Ali Rif’an  ;   Peneliti Poltracking;
Mahasiswa Program Pascasarjana Universitas Indonesia
SINAR HARAPAN, 08 September 2014

                                                                                                                       
                                                      

Ide mengukuhkan Indonesia sebagai negara maritim kembali muncul. Gagasan ini dicetuskan oleh presiden dan wakil presiden (wapres) terpilih, Joko Widodo dan Jusuf Kalla (Jokowi-JK). Mereka berencana membentuk Kementerian Kemaritiman.

Rencana tersebut patut disambut positif. Sejak merdeka 69 tahun yang lalu, kita terus mendengungkan pembangunan yang bervisi daratan ketimbang maritim. Akibatnya, terjadi kesenjangan luar biasa antara wilayah-wilayah yang didominasi lautan (Indonesia bagian timur) dengan wilayah-wilayah darat (Indonesia bagian barat).

Padahal secara geografis, wilayah lautan Indonesia jauh lebih luas (73 persen) daripada luas daratan yang hanya 27 persen. Itulah alasan dalam Munas Maritim 1963 Bung Karno mengatakan, “Kita tidak bisa kuat, sentosa, dan sejahtera selama tidak kembali menjadi bangsa bahari seperti masa dahulu.”

Sebagai Presiden Pertama Indonesia, Bung Karno sadar betul masalah maritim harus diletakkan dalam domain utama pembangunan bangsa, mengingat Indonesia adalah negara kepulauan.

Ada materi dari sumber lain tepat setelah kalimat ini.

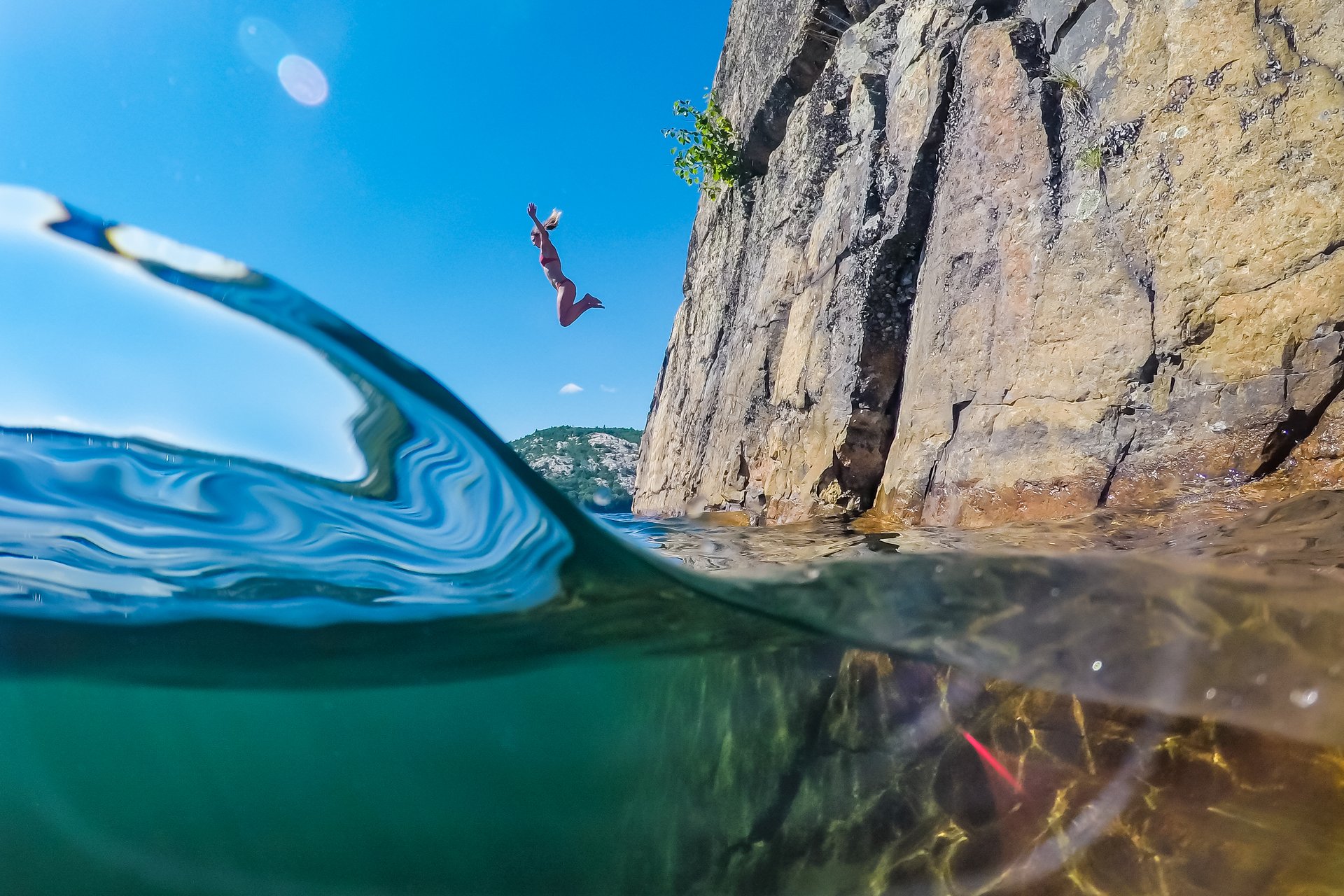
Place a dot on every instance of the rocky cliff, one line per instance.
(1002, 260)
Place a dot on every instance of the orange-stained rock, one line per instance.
(933, 304)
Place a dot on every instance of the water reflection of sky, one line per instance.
(96, 344)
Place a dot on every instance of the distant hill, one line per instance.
(587, 464)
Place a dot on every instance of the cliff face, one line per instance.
(929, 300)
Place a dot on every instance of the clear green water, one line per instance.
(280, 615)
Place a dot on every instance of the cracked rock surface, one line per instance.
(929, 300)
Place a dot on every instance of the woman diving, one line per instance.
(568, 309)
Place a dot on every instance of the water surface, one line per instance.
(279, 614)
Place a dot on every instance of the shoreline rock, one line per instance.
(927, 305)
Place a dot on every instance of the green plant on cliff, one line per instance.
(1073, 94)
(707, 155)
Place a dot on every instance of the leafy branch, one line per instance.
(707, 155)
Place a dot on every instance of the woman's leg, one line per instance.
(566, 308)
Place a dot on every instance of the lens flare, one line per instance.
(302, 80)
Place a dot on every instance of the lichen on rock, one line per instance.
(921, 305)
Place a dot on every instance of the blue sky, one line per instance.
(398, 202)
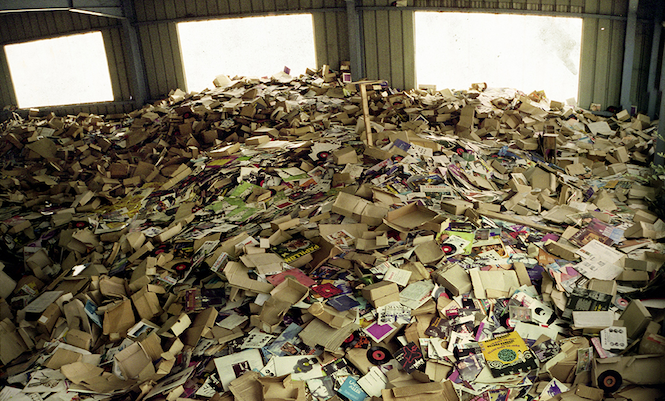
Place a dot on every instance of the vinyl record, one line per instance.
(350, 341)
(449, 249)
(621, 303)
(160, 249)
(378, 355)
(181, 267)
(610, 381)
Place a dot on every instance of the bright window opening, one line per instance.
(454, 50)
(65, 70)
(256, 46)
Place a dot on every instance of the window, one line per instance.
(256, 46)
(454, 50)
(65, 70)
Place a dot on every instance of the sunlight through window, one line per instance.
(65, 70)
(255, 46)
(454, 50)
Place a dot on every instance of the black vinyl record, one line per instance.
(378, 355)
(350, 341)
(610, 381)
(160, 249)
(181, 267)
(449, 249)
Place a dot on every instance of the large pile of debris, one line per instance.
(256, 242)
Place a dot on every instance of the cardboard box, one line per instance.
(11, 344)
(381, 293)
(636, 318)
(453, 278)
(409, 217)
(493, 283)
(638, 369)
(286, 294)
(119, 318)
(48, 318)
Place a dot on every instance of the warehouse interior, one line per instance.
(453, 235)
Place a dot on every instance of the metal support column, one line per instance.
(355, 41)
(628, 54)
(660, 140)
(134, 55)
(652, 84)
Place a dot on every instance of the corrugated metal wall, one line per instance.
(389, 45)
(387, 38)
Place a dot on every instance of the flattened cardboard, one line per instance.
(119, 319)
(237, 275)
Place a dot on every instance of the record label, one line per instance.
(610, 381)
(378, 355)
(449, 249)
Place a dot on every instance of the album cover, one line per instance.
(410, 357)
(232, 366)
(294, 248)
(508, 355)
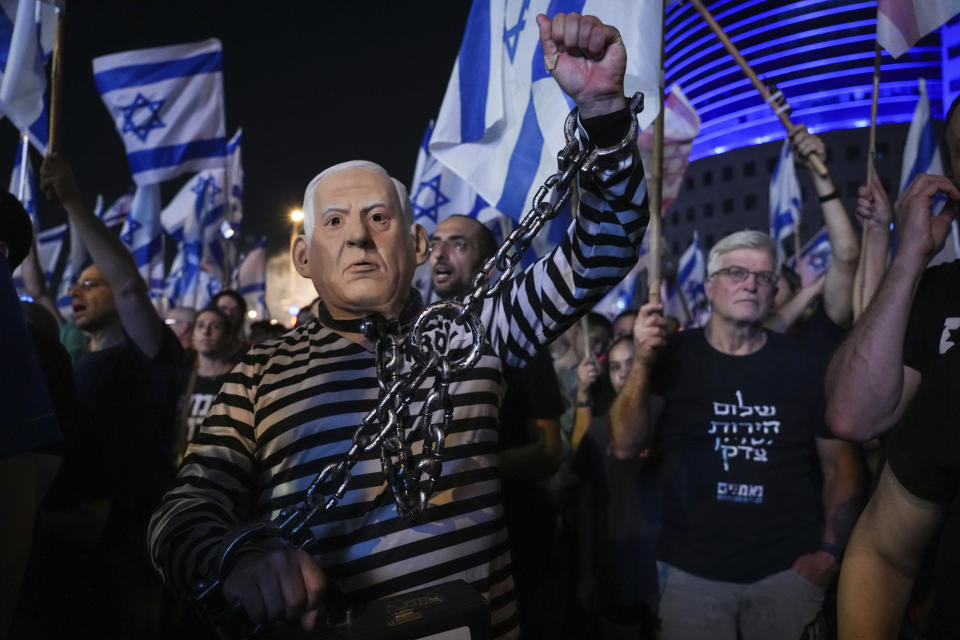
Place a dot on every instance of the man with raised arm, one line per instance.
(758, 498)
(293, 404)
(122, 462)
(912, 319)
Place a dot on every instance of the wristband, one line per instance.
(832, 549)
(833, 195)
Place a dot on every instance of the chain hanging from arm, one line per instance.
(412, 479)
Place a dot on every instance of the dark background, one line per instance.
(312, 83)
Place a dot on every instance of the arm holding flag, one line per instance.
(876, 214)
(838, 281)
(868, 384)
(137, 314)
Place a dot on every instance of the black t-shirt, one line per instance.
(741, 477)
(130, 400)
(818, 332)
(924, 455)
(934, 325)
(205, 390)
(532, 394)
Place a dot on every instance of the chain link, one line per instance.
(411, 478)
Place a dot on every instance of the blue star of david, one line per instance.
(132, 226)
(141, 127)
(209, 185)
(431, 212)
(511, 36)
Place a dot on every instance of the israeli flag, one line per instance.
(167, 104)
(250, 280)
(199, 208)
(691, 275)
(49, 245)
(921, 153)
(25, 27)
(815, 258)
(23, 184)
(785, 203)
(501, 122)
(143, 235)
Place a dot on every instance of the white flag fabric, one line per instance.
(251, 280)
(921, 153)
(23, 83)
(201, 202)
(49, 245)
(501, 122)
(23, 184)
(234, 180)
(901, 23)
(815, 258)
(691, 275)
(680, 126)
(785, 203)
(116, 214)
(167, 104)
(143, 235)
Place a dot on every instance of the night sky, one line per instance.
(311, 83)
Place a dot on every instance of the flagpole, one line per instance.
(781, 110)
(24, 158)
(871, 156)
(56, 82)
(655, 188)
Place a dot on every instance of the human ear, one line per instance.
(421, 243)
(299, 256)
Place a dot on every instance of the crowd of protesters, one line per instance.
(656, 480)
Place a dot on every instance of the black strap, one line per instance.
(374, 325)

Untuk mewujudkan mimpinya, Bung Karno pernah mengetuk nalar kemaritiman masyarakat Indonesia dengan menunjuk PM Djoeanda guna membuat deklarasi wawasan Nusantara pada 13 Desember 1957 dan memperjuangkannya di forum internasional melalui United Nations Convention on the Law Of the Sea (UNCLOS) pada 1958.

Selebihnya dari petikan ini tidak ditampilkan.